If I have a lot of text data that needs to be labeled (e.g. sentiment analysis), and given the high accuracy of GPT-4, could I use it to label data? Or would that introduce bias or some other issues?
5 Answers
I agree with Jonathan Oren - in general, GPT-4 works fairly well for straightforward sentiment analysis, e.g. product reviews. One caveat though is that there are most certainly biases inherent in the dataset which was used to train GPT-4. The GPT-4 tech report here: https://cdn.openai.com/papers/gpt-4.pdf has much more information.
- GPT-4 has various biases in its outputs that we have taken efforts to correct but which will take some time to fully characterize and manage.
- It can represent various societal biases and worldviews that may not be representative of the users intent or of widely shared values.
- 1,420
- 1
- 4
- 10
GPT-4 Can understand textual context and respond accordingly. For basic labeling of sentiment I think it would work pretty well, if given the correct prompt.
- 36
- 3
Do you mean that you need to predict the labels for some data, or that you need to obtain the gold-standard labels for the data?
- predicting means that the labels are inferred by the ML system, it's a statistical process so it's likely to produce some errors. For most applications, it is important to know the level of errors and/or performance of the system used to predict.
- obtaining gold-standard labels usually means that the labels have been manually annotated or manually verified.
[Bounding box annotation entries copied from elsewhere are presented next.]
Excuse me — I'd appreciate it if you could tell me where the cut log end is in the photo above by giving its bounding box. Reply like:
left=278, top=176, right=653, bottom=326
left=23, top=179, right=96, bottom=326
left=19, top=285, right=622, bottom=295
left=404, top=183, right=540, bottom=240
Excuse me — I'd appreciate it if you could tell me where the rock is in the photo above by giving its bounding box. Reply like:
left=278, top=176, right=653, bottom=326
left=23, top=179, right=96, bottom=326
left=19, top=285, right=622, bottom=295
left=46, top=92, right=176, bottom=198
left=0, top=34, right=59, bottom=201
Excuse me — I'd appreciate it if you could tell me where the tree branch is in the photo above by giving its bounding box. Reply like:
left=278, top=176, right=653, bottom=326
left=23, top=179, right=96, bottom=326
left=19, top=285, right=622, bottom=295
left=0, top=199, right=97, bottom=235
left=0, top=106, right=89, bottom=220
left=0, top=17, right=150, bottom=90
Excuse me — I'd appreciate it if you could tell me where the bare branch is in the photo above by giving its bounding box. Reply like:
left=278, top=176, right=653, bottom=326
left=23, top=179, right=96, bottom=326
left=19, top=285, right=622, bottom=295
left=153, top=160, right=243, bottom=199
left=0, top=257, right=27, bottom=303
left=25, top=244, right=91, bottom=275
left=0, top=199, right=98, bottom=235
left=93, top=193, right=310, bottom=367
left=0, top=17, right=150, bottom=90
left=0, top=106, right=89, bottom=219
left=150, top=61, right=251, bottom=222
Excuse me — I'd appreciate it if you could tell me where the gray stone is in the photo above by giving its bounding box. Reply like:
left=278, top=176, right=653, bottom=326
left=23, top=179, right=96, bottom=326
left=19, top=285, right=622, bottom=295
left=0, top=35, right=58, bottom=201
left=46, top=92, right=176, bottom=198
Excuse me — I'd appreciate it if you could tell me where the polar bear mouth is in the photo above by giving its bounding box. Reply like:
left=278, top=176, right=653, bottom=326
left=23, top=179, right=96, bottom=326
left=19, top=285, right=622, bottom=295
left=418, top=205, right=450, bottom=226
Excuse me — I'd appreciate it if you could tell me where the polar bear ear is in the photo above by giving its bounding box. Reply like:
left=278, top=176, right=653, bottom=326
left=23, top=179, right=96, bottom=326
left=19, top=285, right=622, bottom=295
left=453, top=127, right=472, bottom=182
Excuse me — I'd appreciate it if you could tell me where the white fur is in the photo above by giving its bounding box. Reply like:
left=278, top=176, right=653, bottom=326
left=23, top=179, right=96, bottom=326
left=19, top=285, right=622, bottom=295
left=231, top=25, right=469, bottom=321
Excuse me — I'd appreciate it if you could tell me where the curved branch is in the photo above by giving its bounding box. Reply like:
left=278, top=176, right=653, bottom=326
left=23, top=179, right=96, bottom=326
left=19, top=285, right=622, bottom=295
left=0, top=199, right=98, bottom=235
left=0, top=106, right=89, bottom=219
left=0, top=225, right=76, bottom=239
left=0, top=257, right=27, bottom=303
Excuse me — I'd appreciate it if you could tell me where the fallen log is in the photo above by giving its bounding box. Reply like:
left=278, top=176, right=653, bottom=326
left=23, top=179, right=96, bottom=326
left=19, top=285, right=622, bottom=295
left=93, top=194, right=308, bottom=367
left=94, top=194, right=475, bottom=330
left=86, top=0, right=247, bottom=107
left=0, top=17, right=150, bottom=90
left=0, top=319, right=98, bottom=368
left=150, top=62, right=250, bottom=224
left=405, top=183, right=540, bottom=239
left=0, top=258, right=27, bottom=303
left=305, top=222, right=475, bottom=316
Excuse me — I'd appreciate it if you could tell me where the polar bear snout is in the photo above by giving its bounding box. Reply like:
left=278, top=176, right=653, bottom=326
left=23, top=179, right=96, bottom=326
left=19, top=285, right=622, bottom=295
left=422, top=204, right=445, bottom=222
Typically data annotated this way is considered very high quality, it can be used to train a ML system. A ML system cannot be used to predict gold-standard labels, unless it is proved to perform 100% correctly (and this requires evaluating the system on some labelled data, of course).
- 26,519
- 3
- 16
- 39
Is using GPT-4 to label data advisable?
Yes. E.g., with GPT-2:
Veyseh, Amir Pouran Ben, Franck Dernoncourt, Bonan Min, and Thien Huu Nguyen. "Generating Complement Data for Aspect Term Extraction with GPT-2." In Proceedings of the Third Workshop on Deep Learning for Low-Resource Natural Language Processing, pp. 203-213. 2022.:
[Task: Aspect Term Extraction (ATE)] We fine-tune the generative language model GPT-2 to allow complement sentence generation at test data. The REINFORCE algorithm is employed to incorporate different expected properties into the reward function to perform the fine-tuning. We perform extensive experiments on the benchmark datasets to demonstrate the benefits of the proposed method that achieve the state-of-the-art performance on different datasets.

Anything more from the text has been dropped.